Слуховая депривация и пластичность мозга
Ведущую роль в развитии речи играют центральные отделы слуховой системы; недаром говорят, что человек слушает ухом, а воспринимает мозгом. Слуховая депривация, обусловленная врожденной глухотой, лишает традиционные области слуховой коры мозга физиологического стимула, который необходим для нормального анатомо-физиологического развития этой области коры, и она постепенно утрачивает свои способности обрабатывать речевую информацию. По мнению большинства авторов, чувствительный (сенситивный) период для развития слуховой области коры составляет 3,5 года [7–10]. Совокупность электрофизиологических исследований с регистрацией слуховых корковых вызванных потенциалов (СКВП) позволила проанализировать созревание слуховой области коры у детей с нормальным слухом и в условиях слуховой депривации. У детей с нормальным слухом с возрастом происходит постепенный рост амплитуды и уменьшение латентного периода волны Р1, тогда как у детей с врожденной глухотой амплитуда этой волны существенно ниже, а латентный период больше [8]. В то же время у детей с врожденной глухотой, которые проимплантированы в возрасте до 3,5 года, латентность волны P1 попадает в диапазон нормы через три – шесть месяцев электростимуляции, а у детей, которые проимплантированы после семи лет, латентность P1 не нормализуется даже после нескольких лет стимуляции, что обусловлено реорганизацией слуховой области коры в результате слуховой депривации [9].
Кроме того, у детей с КИ латентность волны Р1 хорошо коррелирует с уровнем развития устной речи и языковых навыков. Даже у детей с недостаточной эффективностью КИ наблюдалось снижение или стабилизация латентности P1 и постепенное развитие слуховых и языковых навыков. В то же время у детей, которые не использовали импланты на постоянной основе, увеличилась латентность P1 и ухудшились слуховые и языковые навыки. Компонент P1 считается важным клиническим ресурсом, способным не только измерять созревание коры головного мозга, но и оценивать прогресс развития речевых навыков у детей после КИ [9, 11]. Если установка КИ была проведена в течение сенситивного периода до 3,5 года, как правило, происходит быстрый прогресс развития навыков устной речи и в дальнейшем уровень развития устной речи мало отличается от слышащих сверстников.

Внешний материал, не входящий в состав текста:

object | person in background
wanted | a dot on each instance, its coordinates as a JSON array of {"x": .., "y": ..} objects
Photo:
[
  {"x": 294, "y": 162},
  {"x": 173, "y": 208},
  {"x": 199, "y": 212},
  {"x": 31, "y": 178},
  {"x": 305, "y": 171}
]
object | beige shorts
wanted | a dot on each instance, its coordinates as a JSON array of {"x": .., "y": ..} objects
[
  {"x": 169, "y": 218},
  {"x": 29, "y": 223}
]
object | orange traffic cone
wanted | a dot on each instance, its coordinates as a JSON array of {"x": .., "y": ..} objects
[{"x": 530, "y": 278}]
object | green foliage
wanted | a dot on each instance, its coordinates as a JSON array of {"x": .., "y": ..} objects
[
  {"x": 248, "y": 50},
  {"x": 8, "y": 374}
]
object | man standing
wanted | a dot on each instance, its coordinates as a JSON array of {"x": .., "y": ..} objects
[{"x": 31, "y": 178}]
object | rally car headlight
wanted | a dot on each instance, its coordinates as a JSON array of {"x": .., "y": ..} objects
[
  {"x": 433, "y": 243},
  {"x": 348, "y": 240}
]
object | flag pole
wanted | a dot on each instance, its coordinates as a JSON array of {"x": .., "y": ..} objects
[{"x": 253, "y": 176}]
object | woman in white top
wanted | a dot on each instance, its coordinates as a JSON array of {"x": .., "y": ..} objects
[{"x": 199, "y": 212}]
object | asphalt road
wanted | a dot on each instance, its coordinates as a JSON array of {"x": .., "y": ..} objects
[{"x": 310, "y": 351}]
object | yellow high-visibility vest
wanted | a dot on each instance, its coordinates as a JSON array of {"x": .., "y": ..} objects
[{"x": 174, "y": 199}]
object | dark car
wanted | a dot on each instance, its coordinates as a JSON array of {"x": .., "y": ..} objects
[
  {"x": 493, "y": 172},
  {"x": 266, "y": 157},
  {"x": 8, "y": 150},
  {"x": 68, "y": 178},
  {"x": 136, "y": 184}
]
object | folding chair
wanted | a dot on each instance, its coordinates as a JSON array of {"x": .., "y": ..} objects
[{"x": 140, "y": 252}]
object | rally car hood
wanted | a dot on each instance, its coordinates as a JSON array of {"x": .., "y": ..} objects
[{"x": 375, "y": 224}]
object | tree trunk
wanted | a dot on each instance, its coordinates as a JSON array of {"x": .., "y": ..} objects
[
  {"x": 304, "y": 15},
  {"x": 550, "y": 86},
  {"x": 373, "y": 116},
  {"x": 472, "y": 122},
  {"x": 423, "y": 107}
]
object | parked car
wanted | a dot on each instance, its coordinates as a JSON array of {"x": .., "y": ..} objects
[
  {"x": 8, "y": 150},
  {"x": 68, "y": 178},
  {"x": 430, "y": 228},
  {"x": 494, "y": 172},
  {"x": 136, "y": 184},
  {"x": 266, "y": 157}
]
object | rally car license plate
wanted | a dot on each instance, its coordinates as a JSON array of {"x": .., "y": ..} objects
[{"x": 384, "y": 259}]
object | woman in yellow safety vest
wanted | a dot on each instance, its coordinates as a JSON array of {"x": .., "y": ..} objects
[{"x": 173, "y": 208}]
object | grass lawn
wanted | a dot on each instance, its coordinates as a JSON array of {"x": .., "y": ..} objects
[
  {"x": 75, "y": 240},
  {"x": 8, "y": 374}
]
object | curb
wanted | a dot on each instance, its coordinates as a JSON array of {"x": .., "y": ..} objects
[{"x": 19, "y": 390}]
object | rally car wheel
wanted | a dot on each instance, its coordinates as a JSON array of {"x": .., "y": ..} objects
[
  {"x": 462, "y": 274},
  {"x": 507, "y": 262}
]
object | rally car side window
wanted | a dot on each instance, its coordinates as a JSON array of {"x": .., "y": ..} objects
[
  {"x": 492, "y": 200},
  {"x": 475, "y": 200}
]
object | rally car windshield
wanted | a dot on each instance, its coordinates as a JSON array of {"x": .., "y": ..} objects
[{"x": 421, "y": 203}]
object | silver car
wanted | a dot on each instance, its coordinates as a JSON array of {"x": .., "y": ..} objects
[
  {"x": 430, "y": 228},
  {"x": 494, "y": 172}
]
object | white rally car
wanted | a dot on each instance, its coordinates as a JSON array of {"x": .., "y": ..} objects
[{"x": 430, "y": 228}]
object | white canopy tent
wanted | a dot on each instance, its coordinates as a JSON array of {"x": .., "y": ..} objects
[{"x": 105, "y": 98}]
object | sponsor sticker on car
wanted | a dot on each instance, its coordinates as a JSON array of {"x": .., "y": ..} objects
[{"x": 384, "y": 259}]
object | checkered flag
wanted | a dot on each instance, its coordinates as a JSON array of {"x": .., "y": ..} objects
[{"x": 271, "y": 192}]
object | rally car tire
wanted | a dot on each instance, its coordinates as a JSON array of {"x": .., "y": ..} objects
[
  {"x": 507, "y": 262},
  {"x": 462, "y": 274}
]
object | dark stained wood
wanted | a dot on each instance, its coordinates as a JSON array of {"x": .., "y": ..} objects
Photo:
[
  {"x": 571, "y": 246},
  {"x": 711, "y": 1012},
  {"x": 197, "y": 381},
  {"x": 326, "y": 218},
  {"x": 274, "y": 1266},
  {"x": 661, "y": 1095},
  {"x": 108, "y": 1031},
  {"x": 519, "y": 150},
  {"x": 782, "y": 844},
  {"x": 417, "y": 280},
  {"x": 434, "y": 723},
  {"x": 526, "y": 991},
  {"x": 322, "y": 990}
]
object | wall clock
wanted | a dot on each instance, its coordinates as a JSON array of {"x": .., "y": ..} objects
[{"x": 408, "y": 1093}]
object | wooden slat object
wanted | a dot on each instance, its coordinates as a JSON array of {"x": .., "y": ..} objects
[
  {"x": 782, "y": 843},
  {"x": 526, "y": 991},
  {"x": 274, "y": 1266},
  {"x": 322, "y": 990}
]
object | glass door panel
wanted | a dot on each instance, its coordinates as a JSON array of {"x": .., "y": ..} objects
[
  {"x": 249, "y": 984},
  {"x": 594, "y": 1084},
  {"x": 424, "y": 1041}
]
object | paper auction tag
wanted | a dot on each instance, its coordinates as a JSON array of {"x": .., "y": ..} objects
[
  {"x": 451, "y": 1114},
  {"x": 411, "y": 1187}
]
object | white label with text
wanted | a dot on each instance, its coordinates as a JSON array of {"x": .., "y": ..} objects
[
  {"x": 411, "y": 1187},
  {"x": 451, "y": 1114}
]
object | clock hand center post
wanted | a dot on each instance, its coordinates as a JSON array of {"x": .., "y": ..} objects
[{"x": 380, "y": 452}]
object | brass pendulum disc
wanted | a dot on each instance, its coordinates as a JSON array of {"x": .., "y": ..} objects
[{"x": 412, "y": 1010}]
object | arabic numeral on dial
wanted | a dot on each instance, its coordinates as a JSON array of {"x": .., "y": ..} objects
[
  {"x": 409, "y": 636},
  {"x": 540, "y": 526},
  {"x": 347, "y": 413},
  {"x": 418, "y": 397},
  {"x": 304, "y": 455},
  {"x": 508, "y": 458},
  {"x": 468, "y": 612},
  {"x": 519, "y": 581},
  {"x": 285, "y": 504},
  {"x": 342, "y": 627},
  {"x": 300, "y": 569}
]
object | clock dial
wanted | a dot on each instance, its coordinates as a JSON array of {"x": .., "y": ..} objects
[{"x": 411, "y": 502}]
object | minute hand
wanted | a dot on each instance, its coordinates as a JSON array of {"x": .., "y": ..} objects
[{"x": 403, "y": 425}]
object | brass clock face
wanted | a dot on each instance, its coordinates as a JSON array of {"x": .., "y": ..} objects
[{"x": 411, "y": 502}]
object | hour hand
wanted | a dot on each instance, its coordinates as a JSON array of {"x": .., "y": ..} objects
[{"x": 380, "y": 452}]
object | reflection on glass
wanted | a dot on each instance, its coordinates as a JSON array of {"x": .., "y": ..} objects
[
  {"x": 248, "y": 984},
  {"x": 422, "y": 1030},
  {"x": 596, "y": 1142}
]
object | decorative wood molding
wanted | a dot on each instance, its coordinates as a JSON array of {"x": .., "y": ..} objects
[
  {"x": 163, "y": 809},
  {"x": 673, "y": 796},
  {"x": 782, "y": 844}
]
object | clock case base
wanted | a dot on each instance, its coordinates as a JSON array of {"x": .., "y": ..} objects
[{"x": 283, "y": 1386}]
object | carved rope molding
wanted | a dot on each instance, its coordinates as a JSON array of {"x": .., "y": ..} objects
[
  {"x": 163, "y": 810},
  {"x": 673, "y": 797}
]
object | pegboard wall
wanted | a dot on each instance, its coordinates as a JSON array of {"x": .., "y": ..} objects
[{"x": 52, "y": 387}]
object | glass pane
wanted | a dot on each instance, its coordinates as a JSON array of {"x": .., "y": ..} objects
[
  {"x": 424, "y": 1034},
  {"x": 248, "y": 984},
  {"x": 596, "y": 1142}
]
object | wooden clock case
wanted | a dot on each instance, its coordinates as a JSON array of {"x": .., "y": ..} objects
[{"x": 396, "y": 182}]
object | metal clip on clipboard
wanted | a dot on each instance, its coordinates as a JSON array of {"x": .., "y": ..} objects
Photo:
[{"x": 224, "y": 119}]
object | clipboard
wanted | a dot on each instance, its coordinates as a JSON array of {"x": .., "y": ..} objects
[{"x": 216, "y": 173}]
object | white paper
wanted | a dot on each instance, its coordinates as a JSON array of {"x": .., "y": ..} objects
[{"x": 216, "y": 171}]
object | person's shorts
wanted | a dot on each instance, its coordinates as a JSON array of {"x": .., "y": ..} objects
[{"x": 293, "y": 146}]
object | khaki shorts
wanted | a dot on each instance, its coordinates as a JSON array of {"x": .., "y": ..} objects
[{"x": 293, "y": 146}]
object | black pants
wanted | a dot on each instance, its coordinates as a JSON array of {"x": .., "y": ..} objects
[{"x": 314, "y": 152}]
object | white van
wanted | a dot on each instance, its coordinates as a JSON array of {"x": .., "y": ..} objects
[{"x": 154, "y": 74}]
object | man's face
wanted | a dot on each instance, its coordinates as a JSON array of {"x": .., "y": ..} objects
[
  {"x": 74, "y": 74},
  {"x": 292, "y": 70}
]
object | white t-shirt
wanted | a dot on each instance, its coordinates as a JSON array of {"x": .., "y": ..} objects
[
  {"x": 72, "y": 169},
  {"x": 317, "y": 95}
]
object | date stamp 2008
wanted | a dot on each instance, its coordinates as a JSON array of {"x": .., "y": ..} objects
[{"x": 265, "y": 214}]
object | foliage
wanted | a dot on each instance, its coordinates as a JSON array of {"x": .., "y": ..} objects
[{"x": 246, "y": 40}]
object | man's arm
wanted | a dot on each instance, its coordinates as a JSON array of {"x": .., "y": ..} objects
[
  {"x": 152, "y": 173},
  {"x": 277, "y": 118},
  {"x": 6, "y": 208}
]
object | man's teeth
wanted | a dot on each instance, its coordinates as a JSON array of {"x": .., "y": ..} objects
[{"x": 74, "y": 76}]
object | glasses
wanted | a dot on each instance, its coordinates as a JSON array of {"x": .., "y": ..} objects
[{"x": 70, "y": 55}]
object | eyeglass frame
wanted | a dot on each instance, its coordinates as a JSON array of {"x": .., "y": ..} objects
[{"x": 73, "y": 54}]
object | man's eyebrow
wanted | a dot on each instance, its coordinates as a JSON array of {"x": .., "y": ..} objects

В последнее время встречается множество публикаций относительно СКВП, использующих парадигму слуховых отклонений P300 и негативность несоответствия у пациентов с КИ. Так, латентный период потенциала P300 так же, как и потенциала P1, статистически значимо отличается у детей раннего возраста по сравнению с детьми, имплантированными после сенситивного периода 3,5 года [12].
При этом амплитуда потенциала P300 хорошо коррелирует с показателями восприятия речи (r = 0,70, p = 0,05) и продолжительностью глухоты (r = -0,83, p = 0,009) [13]. Кроме того, у всех пользователей имплантов амплитуда P300 достоверно коррелирует с разборчивостью речи в шуме (r = -0,65, p = 0,001) и с маскировкой конкурирующей мужской (r = -0,62, p = 0,002) и женской речью (r = -0,60, p = 0,003) [14].
Менее обнадеживающие результаты получены при регистрации потенциала негативности несоответствия (MMN). Если в ранних публикациях отмечалась значительная положительная корреляция между распознаванием речи и амплитудой MMN потенциала [15], то в более поздних публикациях эта взаимосвязь полностью отсутствовала [16–18]. По мнению R. Abrahamse и соавт. [13], потенциал P300, в отличие от потенциала MMN, обеспечивает более надежную оценку КИ, в том числе и на индивидуальном уровне.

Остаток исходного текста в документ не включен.